Fromm benadrukt de cruciale rol van liefde als de enige hartstocht die zowel de behoefte aan verbinding met de wereld bevredigt als een gevoel van menselijke integriteit en persoonlijkheid biedt. Liefde is een ervaring van participatie en gemeenschap die leidt tot de volledige ontplooiing van innerlijke krachten. De menselijke situatie omvat ook de dualiteit van schepper en schepsel. De mens wordt passief geboren, maar door zijn rede en verbeelding wordt hij gedreven om zijn creatieve vermogens te gebruiken en zichzelf te overstijgen. Scheppen en vernietigen zijn beide reacties op de behoefte aan zelf-transcendentie, waarbij de destructieve impuls ontstaat wanneer de scheppingsdrang geblokkeerd is.

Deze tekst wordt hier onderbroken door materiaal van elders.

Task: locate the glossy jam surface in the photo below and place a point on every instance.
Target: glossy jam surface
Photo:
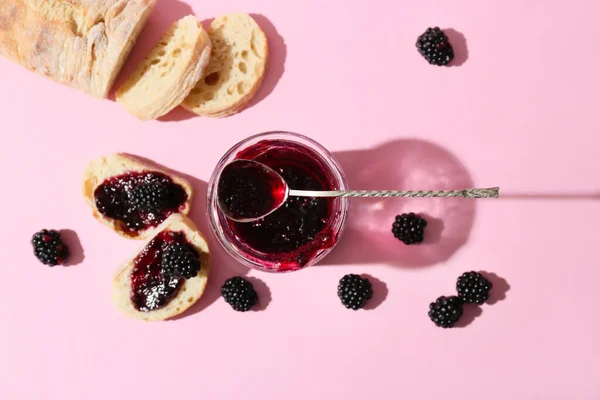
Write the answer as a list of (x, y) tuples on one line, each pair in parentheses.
[(150, 288), (295, 233), (139, 199), (247, 190)]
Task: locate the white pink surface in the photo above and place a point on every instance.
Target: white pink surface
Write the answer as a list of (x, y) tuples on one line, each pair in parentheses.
[(520, 113)]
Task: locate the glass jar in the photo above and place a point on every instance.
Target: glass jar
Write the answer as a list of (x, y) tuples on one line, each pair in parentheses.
[(304, 230)]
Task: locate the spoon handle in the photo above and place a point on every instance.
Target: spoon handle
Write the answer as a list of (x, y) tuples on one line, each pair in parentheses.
[(465, 193)]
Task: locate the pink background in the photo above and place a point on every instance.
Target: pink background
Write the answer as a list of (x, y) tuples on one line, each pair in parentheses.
[(520, 112)]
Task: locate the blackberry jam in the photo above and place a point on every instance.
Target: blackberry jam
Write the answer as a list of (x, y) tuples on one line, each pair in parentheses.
[(304, 229), (150, 288), (139, 200)]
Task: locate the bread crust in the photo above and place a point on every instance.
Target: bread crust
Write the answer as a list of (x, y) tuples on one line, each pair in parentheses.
[(102, 168), (78, 43), (188, 294), (253, 41), (170, 71)]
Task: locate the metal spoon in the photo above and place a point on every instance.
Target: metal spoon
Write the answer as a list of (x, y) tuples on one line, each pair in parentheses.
[(267, 181)]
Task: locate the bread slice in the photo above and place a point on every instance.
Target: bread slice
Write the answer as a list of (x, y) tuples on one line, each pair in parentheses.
[(236, 69), (79, 43), (102, 168), (169, 72), (188, 294)]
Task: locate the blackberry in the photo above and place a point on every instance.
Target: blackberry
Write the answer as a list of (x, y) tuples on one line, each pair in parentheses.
[(409, 228), (151, 197), (354, 291), (446, 311), (239, 293), (49, 248), (472, 287), (178, 261), (435, 47)]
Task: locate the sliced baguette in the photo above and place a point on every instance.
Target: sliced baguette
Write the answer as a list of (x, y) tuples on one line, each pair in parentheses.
[(237, 66), (188, 294), (102, 168), (169, 72)]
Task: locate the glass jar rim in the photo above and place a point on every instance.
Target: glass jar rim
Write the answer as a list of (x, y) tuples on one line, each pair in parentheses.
[(214, 213)]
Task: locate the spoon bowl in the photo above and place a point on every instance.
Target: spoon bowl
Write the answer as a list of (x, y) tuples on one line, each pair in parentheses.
[(248, 191)]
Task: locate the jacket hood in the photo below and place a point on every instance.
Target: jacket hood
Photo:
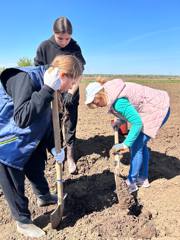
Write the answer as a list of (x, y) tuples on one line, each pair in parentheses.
[(52, 40)]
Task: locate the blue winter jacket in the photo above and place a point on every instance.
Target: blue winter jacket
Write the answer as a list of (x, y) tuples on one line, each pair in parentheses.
[(17, 144)]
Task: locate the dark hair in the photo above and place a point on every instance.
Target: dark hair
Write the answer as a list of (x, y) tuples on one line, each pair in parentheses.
[(62, 25)]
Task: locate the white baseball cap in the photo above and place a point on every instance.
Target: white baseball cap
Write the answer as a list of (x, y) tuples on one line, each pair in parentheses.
[(91, 90)]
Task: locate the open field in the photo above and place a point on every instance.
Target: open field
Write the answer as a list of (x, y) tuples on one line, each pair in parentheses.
[(92, 210)]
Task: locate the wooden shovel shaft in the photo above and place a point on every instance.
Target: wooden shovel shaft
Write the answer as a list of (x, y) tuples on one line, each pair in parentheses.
[(57, 139), (116, 140)]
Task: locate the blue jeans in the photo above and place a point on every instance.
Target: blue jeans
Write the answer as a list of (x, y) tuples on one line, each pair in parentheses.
[(139, 165)]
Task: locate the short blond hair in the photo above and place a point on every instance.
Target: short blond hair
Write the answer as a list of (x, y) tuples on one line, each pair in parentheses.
[(101, 95), (69, 64)]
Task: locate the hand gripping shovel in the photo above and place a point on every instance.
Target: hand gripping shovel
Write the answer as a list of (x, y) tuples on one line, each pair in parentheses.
[(117, 158), (56, 215), (125, 199)]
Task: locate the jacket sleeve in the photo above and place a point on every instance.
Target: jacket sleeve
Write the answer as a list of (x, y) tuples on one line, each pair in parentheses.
[(127, 110), (28, 103)]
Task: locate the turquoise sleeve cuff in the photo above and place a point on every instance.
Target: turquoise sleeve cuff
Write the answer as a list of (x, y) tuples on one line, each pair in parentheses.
[(128, 111)]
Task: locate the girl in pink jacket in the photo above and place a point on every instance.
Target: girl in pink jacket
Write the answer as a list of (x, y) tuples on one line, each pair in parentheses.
[(145, 108)]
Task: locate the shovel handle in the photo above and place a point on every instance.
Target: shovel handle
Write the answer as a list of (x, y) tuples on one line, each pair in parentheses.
[(117, 157), (57, 140)]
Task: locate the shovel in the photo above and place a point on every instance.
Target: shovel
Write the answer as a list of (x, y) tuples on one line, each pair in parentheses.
[(125, 199), (56, 215)]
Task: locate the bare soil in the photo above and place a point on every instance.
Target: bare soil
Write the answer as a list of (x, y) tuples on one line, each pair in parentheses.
[(98, 208)]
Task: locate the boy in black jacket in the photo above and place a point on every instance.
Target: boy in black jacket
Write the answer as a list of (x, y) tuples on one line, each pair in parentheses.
[(62, 43)]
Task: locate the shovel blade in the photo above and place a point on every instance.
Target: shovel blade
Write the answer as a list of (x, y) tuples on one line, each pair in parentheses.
[(56, 216)]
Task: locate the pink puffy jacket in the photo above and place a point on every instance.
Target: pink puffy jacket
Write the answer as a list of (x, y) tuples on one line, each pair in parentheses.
[(151, 104)]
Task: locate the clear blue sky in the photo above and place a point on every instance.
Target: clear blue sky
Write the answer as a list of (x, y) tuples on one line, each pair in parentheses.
[(116, 36)]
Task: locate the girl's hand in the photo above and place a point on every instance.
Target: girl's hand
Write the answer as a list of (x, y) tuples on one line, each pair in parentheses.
[(119, 148)]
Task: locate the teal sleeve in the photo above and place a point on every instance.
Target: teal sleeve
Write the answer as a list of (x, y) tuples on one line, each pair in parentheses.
[(127, 110)]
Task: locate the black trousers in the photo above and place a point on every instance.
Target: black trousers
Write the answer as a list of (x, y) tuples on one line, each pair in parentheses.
[(70, 116), (12, 182)]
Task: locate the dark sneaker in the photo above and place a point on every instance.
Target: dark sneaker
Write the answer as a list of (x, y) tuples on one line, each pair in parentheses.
[(29, 230), (47, 199)]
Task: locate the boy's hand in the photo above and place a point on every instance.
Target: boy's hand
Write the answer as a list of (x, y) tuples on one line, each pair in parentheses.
[(119, 148), (59, 157), (116, 124)]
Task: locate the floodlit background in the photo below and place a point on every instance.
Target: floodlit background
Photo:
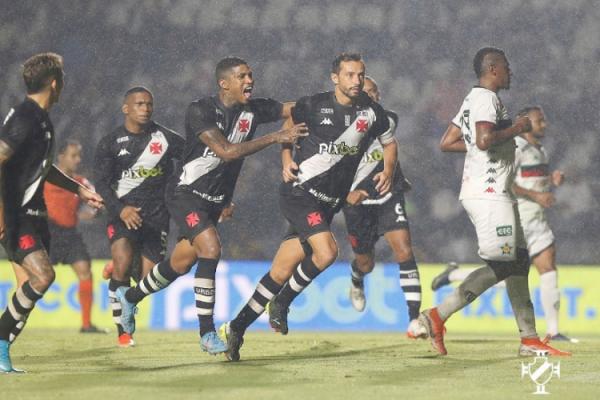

Fromm waarschuwt dat de mensheid op een tweesprong staat, waarbij de keuze tussen vrijheid en herhaling van geschiedenis cruciaal is. Individuele keuzes spiegelen deze existentiële dilemma's, waarbij het individualiseringsproces de mens dwingt om op eigen benen te staan en een ware ik-identiteit te ontwikkelen. De modernisering van de samenleving heeft echter geleid tot een verlies van primaire bindingen en een hang naar conformisme. De drang naar goedkeuring van anderen en het vermijden van anders-zijn brengen een gevoel van zekerheid, maar ook een gevoel van onbehagen en onzekerheid met zich mee.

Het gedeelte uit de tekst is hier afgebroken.